Today's healthcare workers don't have time to job search. Some 46% of parents work full time and when it comes doctors, nurses and other patient-facing practitioners, the hours are notoriously long and hard.
Yet 85% of employers agree that the most in-demand workers are the ones who keep an eye out for exciting new employment opportunities. But with so little time on their hands, you need to grab their attention quick, and hold on to it.
Top candidates expect the application process to be of a certain standard. What they don’t want is to spend ages trawling through multiple job boards, travel long distances to attend interviews, or waste time trying to fill out wonky application forms on a mobile screen.
If you want to score the best talent before your competitors even know what hit them, you need to give potential candidates everything they need to make applying a no-brainer.

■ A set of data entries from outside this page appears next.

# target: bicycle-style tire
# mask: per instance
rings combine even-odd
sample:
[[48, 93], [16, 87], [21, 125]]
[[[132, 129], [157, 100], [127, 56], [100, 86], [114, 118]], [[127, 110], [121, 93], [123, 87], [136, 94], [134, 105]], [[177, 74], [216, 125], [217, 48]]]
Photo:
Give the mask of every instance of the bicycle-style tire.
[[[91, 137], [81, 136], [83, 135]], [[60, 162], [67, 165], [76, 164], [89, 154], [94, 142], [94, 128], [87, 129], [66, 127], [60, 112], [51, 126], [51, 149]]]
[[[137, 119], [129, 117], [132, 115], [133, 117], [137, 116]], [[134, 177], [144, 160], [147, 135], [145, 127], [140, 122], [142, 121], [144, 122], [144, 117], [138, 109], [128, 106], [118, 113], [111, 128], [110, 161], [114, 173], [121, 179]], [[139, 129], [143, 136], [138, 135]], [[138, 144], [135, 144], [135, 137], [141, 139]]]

Believe it or not, healthcare professionals aren’t driven solely by the size of their paycheck.
They want meaningful work and benefits that reflect their personal lifestyle needs. Dr. John Sullivan, the well-known HR thought leader, points out that what really drives nurses to change jobs is, “...not will you pay me. But do you have the best equipment, do you have the best doctors, do the nurses get the opportunity to make decisions and try new things.”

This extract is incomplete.